What do I do with the Cert file?

I’m using CentOS 6.7 and certbot doesn’t work in auto mode on it yet so I used the webroot method to get a certificate and it was successful. I now have cert file in /etc/letsencrypt/mydomain/fullchain.pem

Now what do I do with the certificate? How do I move my domain to https? I found a lot of tutorials on obtaining a certificate but nothing on using it. Am I missing something?

Basically you just need to modify your web configuration. You don’t provide any information on what you are using though. Apache ? nginx ? do you have a control panel ? cpanel ? ISPconfig ? something else ?

I’m using Apache. Can you provide a sample file. I saw this somewhere

<VirtualHost ip:443>
...
SSLCertificateFile    /etc/ssl/certs/domain.crt
SSLCertificateKeyFile /etc/ssl/private/domain.key
SSLCertificateChainFile /etc/ssl/certs/domain-intermediate.pem
...
</VirtualHost>

But that’s 3 files. i only got one.
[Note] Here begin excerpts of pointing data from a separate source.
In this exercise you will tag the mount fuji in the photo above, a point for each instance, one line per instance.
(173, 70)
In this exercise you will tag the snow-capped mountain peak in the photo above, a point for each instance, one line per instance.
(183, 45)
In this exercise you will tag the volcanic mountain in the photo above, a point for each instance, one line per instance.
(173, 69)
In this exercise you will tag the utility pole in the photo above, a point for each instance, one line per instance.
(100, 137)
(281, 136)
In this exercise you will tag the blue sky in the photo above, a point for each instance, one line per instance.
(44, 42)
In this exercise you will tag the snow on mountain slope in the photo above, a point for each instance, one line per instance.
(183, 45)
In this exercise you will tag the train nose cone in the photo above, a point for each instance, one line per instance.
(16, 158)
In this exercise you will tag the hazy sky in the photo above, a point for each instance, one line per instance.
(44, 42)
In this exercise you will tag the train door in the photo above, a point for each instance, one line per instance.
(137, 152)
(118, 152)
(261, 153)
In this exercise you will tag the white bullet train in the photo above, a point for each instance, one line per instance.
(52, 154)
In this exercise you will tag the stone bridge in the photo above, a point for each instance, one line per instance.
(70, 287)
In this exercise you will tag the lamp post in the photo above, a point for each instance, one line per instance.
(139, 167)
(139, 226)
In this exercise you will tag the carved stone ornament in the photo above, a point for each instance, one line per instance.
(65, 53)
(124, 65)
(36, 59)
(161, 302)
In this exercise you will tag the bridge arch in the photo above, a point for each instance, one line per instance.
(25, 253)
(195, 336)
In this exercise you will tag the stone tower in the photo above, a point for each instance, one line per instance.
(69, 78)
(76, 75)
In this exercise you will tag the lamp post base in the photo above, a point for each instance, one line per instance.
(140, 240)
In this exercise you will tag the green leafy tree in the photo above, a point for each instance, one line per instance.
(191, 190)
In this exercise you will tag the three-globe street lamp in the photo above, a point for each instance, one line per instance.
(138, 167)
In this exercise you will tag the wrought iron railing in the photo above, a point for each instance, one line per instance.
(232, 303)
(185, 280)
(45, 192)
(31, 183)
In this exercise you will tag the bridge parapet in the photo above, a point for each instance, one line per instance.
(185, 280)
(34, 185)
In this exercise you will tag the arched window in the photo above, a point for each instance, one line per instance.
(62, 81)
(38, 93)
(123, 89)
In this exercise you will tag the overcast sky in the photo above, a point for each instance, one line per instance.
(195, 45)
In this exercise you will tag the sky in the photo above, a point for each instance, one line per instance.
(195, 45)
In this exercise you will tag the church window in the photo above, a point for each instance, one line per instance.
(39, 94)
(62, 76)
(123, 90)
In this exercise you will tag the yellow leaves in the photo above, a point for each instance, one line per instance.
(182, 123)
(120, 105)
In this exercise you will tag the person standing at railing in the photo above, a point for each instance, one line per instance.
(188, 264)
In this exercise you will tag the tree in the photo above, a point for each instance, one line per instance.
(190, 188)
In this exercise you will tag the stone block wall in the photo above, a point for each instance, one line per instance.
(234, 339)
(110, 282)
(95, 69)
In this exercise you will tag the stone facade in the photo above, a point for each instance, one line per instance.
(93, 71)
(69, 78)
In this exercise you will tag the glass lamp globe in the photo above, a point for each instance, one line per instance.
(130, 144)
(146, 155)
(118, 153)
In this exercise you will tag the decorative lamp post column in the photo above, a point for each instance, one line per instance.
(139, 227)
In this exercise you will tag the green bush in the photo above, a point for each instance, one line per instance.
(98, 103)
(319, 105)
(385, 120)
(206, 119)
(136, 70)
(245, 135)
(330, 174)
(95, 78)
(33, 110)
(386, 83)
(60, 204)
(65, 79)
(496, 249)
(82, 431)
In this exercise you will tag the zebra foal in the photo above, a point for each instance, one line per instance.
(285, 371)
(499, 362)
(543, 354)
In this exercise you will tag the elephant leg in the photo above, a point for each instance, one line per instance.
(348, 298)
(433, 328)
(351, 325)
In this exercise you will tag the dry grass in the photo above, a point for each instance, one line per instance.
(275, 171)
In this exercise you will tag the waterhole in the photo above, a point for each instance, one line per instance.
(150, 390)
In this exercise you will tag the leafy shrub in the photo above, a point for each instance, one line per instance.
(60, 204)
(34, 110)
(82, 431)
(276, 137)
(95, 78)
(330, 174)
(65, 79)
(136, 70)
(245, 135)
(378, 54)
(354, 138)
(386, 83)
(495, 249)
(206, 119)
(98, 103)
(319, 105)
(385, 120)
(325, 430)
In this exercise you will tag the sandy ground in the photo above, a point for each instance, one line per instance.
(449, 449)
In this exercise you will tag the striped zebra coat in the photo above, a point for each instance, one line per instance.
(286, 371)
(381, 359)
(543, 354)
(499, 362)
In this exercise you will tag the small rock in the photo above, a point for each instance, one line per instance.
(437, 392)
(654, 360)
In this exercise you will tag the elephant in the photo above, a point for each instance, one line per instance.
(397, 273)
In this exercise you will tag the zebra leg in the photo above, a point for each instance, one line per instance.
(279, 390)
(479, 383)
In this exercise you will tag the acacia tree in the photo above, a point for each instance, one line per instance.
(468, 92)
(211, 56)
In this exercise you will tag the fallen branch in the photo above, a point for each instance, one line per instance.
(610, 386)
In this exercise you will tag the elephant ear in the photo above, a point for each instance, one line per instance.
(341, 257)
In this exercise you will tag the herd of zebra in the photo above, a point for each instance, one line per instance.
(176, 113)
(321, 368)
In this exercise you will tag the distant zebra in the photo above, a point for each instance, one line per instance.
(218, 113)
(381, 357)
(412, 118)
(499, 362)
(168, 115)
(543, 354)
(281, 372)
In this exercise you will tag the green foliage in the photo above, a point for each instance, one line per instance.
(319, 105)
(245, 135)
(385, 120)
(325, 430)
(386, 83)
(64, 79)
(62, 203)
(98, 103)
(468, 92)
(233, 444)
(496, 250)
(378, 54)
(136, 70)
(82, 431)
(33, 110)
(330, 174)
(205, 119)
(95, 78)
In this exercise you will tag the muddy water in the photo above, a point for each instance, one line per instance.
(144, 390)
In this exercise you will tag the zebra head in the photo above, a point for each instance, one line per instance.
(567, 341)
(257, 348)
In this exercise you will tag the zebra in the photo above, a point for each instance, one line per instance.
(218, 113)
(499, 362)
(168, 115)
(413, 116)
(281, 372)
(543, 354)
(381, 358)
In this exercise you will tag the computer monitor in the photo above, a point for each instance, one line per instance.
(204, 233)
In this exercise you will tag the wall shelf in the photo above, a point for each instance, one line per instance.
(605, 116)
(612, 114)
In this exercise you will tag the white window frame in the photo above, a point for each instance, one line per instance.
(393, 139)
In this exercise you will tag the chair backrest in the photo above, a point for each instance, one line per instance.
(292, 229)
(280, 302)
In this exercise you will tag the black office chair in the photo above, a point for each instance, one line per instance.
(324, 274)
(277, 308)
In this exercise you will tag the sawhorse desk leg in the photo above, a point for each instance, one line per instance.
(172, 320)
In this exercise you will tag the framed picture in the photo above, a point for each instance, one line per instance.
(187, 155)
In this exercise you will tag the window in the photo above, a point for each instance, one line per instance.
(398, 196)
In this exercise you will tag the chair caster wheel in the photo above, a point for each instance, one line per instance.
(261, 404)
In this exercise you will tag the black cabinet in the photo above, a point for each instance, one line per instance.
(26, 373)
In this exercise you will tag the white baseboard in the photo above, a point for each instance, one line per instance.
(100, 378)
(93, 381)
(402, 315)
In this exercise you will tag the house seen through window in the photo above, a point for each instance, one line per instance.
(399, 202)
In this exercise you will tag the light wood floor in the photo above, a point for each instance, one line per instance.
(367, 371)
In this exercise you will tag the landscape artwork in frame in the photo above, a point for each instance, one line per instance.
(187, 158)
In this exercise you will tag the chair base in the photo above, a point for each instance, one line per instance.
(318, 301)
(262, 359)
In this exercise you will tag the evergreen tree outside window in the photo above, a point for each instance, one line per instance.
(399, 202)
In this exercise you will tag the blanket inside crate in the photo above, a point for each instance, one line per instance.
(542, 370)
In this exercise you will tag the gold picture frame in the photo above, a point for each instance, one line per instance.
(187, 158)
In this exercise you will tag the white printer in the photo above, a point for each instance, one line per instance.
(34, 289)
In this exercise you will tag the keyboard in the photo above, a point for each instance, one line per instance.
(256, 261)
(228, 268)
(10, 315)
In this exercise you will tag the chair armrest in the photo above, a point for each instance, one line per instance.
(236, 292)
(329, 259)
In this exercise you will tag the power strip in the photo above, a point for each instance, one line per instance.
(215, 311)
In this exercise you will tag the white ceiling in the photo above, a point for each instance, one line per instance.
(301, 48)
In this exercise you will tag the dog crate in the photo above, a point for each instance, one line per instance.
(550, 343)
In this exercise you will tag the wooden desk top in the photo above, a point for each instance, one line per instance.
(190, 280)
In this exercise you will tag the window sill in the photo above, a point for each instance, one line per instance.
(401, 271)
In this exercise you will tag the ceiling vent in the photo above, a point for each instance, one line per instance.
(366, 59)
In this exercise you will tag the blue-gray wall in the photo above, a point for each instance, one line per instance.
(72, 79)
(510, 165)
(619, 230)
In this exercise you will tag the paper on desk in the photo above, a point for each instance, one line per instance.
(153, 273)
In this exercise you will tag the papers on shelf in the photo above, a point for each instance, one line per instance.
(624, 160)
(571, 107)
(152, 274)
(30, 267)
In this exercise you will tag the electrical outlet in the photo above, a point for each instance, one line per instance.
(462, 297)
Do I just remove the crt and key line?

You should have all the files in /etc/letsencrypt/live/domain

https://mozilla.github.io/server-side-tls/ssl-config-generator/ can provide a good example file for your configuration (depending if you want high security, and only the latest browsers, or a slightly lower security and allow older browsers to connect )

In my live/domain folder, I have cert.pem, chain.pem, fullchain.pem and privkey.pem

But no .crt or .key file? I think I’m confused with the terminology here?
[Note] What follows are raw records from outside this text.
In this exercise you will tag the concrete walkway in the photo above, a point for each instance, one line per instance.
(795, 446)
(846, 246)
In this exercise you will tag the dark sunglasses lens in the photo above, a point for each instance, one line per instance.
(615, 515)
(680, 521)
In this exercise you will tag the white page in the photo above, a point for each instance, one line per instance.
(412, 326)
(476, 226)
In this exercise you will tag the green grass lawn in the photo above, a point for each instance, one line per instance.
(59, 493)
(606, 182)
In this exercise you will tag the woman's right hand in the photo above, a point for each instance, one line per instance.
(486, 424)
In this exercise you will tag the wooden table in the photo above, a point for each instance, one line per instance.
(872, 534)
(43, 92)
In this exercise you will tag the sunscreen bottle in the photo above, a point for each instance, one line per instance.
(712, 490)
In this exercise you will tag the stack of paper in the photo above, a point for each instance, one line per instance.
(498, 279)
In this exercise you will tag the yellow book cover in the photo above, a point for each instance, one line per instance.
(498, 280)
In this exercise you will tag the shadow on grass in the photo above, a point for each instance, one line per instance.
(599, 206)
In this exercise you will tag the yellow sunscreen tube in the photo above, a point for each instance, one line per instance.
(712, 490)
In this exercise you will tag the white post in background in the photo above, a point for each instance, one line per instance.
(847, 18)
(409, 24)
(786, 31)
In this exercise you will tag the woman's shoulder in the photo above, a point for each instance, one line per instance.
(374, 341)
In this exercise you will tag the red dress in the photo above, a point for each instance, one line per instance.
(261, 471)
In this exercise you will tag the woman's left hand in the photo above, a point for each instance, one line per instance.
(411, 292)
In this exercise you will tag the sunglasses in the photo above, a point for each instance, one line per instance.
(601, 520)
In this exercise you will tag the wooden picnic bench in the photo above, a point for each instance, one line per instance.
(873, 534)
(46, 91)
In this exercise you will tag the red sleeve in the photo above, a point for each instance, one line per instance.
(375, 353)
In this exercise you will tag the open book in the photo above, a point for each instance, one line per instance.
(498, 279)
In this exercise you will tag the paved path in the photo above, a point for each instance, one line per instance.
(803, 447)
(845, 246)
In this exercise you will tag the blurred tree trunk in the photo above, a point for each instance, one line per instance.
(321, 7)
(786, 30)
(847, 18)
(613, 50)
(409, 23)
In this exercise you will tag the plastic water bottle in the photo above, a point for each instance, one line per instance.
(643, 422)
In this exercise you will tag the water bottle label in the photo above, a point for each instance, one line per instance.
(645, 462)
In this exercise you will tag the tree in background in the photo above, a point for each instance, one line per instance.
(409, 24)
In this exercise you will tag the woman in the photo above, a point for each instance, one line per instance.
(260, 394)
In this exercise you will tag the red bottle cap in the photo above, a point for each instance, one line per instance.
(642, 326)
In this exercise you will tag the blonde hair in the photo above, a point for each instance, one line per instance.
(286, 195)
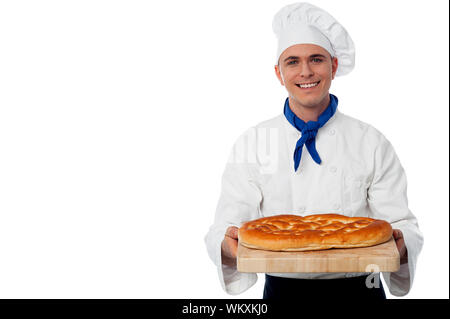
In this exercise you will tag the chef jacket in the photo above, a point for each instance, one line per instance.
(360, 175)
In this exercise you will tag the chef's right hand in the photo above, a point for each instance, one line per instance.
(229, 246)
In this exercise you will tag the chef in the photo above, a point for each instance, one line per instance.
(313, 159)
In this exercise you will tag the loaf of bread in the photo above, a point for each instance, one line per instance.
(313, 232)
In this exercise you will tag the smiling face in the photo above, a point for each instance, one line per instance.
(306, 70)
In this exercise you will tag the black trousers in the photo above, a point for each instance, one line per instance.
(331, 289)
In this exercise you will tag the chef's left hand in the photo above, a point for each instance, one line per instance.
(400, 242)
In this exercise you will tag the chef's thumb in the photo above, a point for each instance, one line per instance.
(232, 232)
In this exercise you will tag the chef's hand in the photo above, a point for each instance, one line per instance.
(400, 242)
(229, 246)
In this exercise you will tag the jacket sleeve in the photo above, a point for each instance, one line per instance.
(239, 202)
(387, 199)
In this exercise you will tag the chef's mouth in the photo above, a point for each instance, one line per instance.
(309, 85)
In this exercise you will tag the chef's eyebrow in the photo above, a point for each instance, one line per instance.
(292, 57)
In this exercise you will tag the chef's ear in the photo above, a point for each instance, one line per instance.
(278, 74)
(334, 66)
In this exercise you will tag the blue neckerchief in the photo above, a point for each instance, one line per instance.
(309, 130)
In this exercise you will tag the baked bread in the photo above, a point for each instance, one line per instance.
(313, 232)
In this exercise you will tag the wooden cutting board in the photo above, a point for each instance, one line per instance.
(385, 256)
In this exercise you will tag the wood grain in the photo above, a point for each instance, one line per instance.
(385, 256)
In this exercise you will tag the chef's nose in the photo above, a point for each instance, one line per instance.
(305, 70)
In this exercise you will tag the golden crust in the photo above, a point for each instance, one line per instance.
(313, 232)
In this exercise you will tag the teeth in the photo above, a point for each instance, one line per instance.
(307, 85)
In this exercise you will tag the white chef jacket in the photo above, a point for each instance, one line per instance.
(360, 175)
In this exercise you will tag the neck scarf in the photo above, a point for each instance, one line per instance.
(309, 130)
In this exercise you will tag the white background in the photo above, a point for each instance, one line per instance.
(117, 118)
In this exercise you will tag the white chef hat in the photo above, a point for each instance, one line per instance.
(300, 23)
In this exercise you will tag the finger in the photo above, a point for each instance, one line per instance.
(230, 247)
(233, 248)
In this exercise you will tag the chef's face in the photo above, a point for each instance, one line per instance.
(307, 64)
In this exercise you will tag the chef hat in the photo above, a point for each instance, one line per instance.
(304, 23)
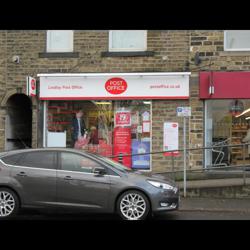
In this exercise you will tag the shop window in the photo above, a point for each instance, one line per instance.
(237, 40)
(227, 122)
(60, 40)
(111, 128)
(79, 163)
(127, 40)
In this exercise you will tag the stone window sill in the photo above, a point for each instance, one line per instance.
(59, 55)
(127, 53)
(234, 53)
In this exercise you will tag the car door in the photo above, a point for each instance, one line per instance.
(34, 176)
(77, 186)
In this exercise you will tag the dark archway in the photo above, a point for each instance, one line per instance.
(18, 124)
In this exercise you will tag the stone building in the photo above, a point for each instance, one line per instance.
(40, 54)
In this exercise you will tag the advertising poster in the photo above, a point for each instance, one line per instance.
(31, 86)
(140, 161)
(146, 116)
(122, 118)
(146, 127)
(171, 138)
(122, 144)
(134, 118)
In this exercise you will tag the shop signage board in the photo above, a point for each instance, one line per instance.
(171, 138)
(30, 86)
(122, 144)
(122, 118)
(140, 161)
(184, 111)
(101, 87)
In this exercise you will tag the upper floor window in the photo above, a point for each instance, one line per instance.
(127, 40)
(237, 40)
(60, 40)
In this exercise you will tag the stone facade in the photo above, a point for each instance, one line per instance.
(173, 50)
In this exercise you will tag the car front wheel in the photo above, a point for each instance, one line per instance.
(9, 203)
(133, 205)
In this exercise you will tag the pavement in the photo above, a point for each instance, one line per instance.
(214, 182)
(215, 205)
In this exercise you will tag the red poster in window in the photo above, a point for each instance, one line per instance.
(122, 118)
(122, 144)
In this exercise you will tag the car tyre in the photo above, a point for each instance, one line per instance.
(133, 205)
(9, 203)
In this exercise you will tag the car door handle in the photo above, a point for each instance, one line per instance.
(22, 174)
(68, 178)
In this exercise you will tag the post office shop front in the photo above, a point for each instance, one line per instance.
(117, 108)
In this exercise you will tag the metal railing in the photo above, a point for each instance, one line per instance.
(240, 168)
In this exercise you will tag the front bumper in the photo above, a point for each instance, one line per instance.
(165, 201)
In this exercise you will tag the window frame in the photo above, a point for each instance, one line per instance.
(24, 156)
(20, 156)
(60, 162)
(232, 49)
(48, 38)
(127, 49)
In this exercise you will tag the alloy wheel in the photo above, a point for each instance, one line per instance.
(7, 203)
(133, 206)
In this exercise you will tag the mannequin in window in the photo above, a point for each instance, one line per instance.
(78, 127)
(246, 139)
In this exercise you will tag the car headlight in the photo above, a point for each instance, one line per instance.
(162, 185)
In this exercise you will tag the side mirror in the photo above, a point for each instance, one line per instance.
(99, 171)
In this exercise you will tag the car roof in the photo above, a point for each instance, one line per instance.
(58, 149)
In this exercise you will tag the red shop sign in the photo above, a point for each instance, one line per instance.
(116, 85)
(224, 85)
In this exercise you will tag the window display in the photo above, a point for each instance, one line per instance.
(103, 127)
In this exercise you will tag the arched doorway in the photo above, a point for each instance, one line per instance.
(18, 123)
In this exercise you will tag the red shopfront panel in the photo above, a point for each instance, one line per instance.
(227, 85)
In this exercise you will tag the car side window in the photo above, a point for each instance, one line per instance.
(78, 163)
(11, 159)
(40, 159)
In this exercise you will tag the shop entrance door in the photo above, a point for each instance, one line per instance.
(18, 123)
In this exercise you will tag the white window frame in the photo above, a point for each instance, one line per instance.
(233, 49)
(50, 50)
(111, 49)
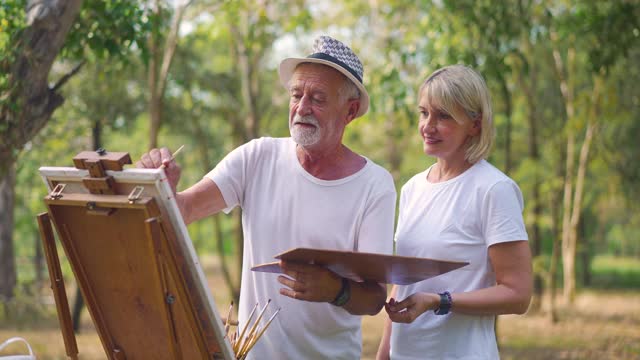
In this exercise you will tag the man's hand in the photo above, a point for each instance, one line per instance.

From mozilla’s site, I have this, so what would I be putting in the paths?

SSLCertificateFile      /path/to/signed_certificate
SSLCertificateChainFile /path/to/intermediate_certificate
SSLCertificateKeyFile   /path/to/private/key

Sorry for the trouble :sweat_smile:

cert.pem is the certificate file
privkey.pem is the certificate key file
chain.pem and fullchain.pem are the chain file ( depending on your version of apache you need either the chain or fullchain )

Ahh. I see. Thanks.

One last question: How do I find out if I need chain or fullchain for my version?

on centos 6 the command

/usr/sbin/httpd -v

should tell you the version of apache you are running.
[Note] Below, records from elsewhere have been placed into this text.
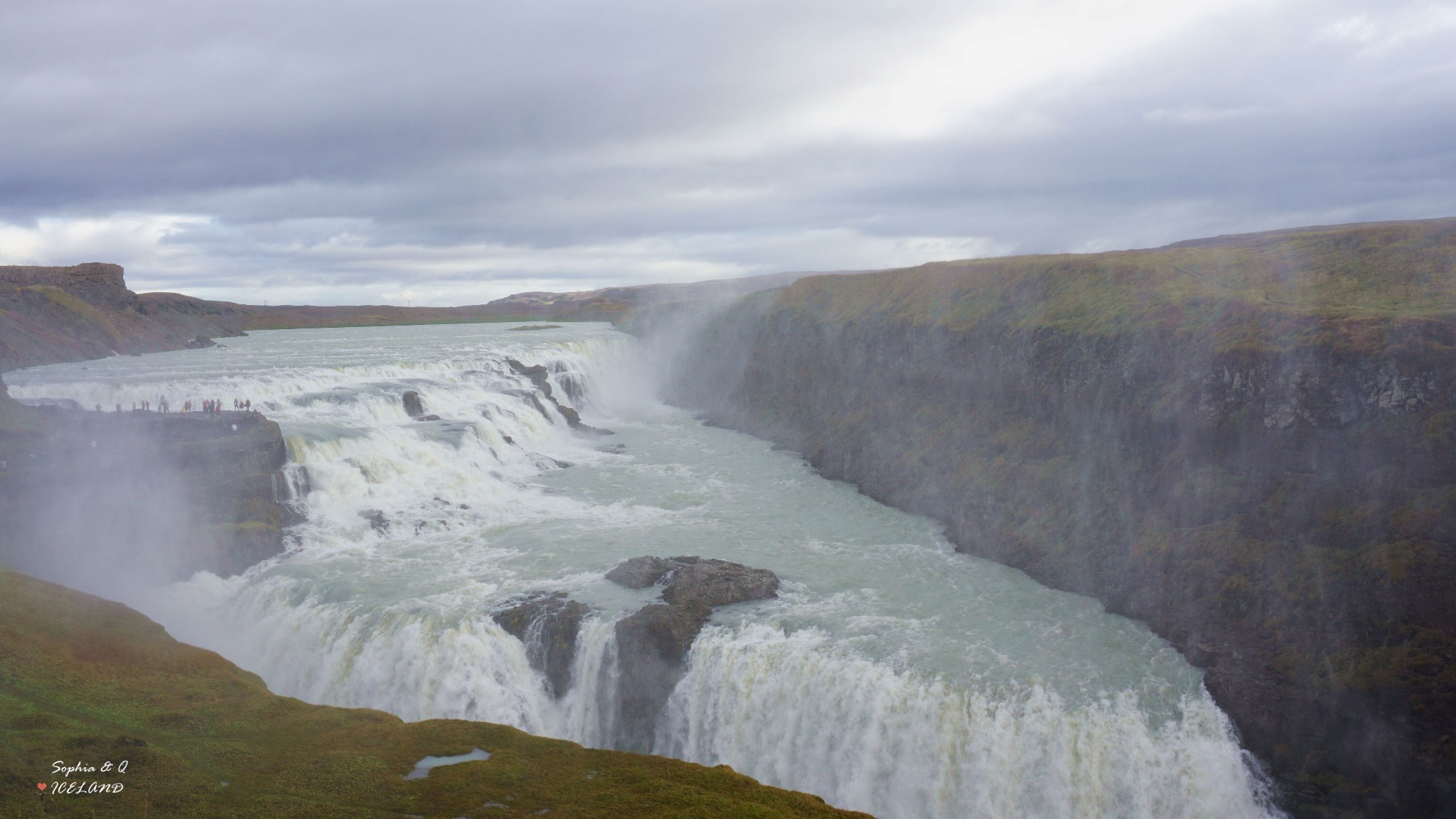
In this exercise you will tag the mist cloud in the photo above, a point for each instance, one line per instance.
(451, 152)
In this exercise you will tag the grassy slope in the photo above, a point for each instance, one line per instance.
(77, 674)
(1385, 270)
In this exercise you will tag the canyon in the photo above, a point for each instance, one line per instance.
(1246, 442)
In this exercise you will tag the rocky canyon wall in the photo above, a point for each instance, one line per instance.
(111, 500)
(1248, 444)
in Apache 2.2.x you would use

SSLCertificateChainFile /etc/letsencrypt/live/domain/chain.pem

in apache 2.4.x you would use

SSLCertificateFile /etc/letsencrypt/live/domain/fullchain.pem
and not use the SSLCertificateChainFile

If you have Apache version 2.4.8 or newer you can set SSLCertificateFile to fullchain.pem and not have a SSLCertificateChainFile at all

If your Apache version is older than 2.4.8 then you must set SSLCertificateFile to cert.pem and set SSLCertificateChainFile to chain.pem

In both cases you also need SSLCertificateKeyFile to point to the private key privkey.pem

If you’re not sure what Apache version you have, use the older way, new Apache is backwards compatible, and you can switch to the new way when you know for sure you’ve upgraded to a new enough version.

Thanks a ton @serverco. And thanks to @tialaramex as well for the explanation.